Contributing evidence to this debate, recent studies have examined the impact of removing waiver prescription limits. In 2016, the Department of Health and Human Services increased the maximum allowable number of buprenorphine patients per waivered physician from 100 to 275. Two research teams examined the effect of this increased patient cap on buprenorphine treatment availability using data from the US Drug Enforcement Agency.
Lee-Kai Lin, Kosali Simon, Alex Hollingsworth and CHERISH Research Affiliate Brendan Saloner compared the total amount of buprenorphine dispensed per capita in each 3-digit zip code in 2015 (before the policy change) and 2017 (after the policy change). Their findings suggest that the greater the number of waivered physicians, the more buprenorphine is available per capita. The study estimates that adding one more waivered physician increases access for 3.6 patients in the 3-digit zip code, and that the amount of access improvement is greater with higher patient limits; physicians with a 100-patient waiver increase access for 8.71 patients, and physicians with a 275-patient waiver would access for 44.09 patients. They did not identify a statistically significant effect for nurse practitioners and physician assistants, who were limited to 30 patients in the time period they studied. The authors interpret their findings as suggesting that increasing the number of 275-patient providers would be more effective for expanding buprenorphine treatment than increasing the number of physicians with 30-patient waivers.

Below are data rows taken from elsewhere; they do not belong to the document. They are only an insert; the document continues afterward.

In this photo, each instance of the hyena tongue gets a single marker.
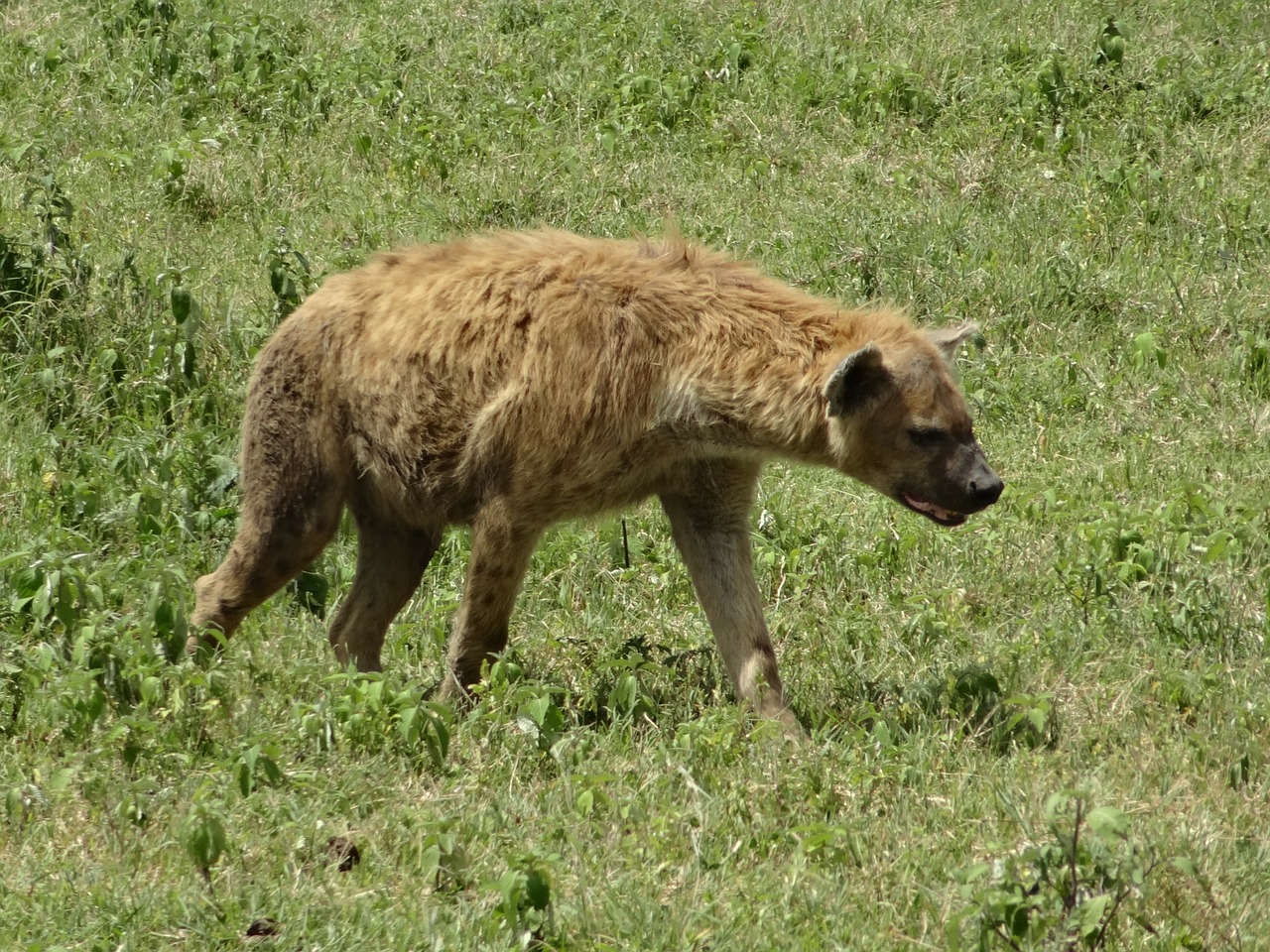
(935, 512)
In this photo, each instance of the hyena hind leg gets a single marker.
(293, 495)
(270, 549)
(500, 552)
(390, 562)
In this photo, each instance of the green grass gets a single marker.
(1086, 656)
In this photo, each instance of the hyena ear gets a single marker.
(949, 339)
(858, 379)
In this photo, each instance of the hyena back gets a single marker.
(512, 381)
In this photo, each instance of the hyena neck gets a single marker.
(771, 409)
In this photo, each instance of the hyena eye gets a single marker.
(928, 436)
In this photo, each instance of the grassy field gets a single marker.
(1046, 730)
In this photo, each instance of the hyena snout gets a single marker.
(965, 486)
(983, 488)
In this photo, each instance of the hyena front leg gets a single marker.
(500, 552)
(710, 525)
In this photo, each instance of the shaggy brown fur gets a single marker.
(511, 381)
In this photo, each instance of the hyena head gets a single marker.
(901, 425)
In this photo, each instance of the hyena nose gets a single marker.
(985, 489)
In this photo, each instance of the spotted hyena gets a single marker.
(511, 381)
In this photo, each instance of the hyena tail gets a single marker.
(294, 480)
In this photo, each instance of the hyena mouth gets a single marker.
(935, 513)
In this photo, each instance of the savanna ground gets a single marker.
(1046, 730)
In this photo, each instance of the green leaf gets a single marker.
(538, 889)
(1107, 821)
(182, 303)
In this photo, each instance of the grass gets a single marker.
(1047, 730)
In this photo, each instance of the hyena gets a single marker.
(509, 381)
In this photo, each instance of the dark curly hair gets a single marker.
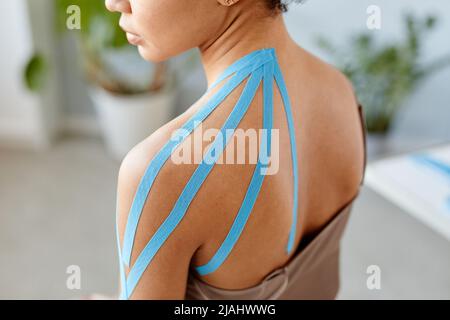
(280, 5)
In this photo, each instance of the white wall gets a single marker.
(19, 110)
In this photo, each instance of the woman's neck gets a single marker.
(244, 31)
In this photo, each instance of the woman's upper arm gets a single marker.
(166, 275)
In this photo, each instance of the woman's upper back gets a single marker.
(330, 164)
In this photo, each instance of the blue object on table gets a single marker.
(433, 163)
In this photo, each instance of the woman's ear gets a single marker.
(227, 3)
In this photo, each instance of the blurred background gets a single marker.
(74, 98)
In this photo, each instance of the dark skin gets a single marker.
(328, 133)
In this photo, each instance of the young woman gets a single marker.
(211, 229)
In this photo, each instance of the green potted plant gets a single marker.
(132, 97)
(384, 75)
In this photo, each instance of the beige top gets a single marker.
(313, 273)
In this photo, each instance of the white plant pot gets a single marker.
(127, 120)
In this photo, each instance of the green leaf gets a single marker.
(35, 73)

Hannah Knudsen, Lewei (Allison) Lin and Michelle Lofwall examined the number of waivered physicians in each state over the 21 months following the policy change from September 2016 to May 2018. During this period, the number of physicians with a 275-patient waiver increased from 153 (mean 0.07 per 100,000 state residents) to 4,009 (mean 1.42 per 100,000 state residents), while the number of physicians with a 100-patient waiver fell from 10,256 (mean 3.62 per 100,000 state residents) to 8,643 (mean 3.04 per 100,000 state residents). In multivariate analysis, states in New England and states with a greater pre-existing supply of 100-patient waiver physicians had higher rates of uptake of the 275-patient waiver over the 21 months and states with higher supply of licensed opioid treatment programs per capita had lower rates of uptake of the 275-patient waiver. Rates of uptake were not associated with state-level measures of opioid overdose mortality and unmet illicit drug treatment need. The authors conclude that uneven patterns of growth uptake of the 275-patient waiver pose a challenge to efforts to increase buprenorphine treatment availability.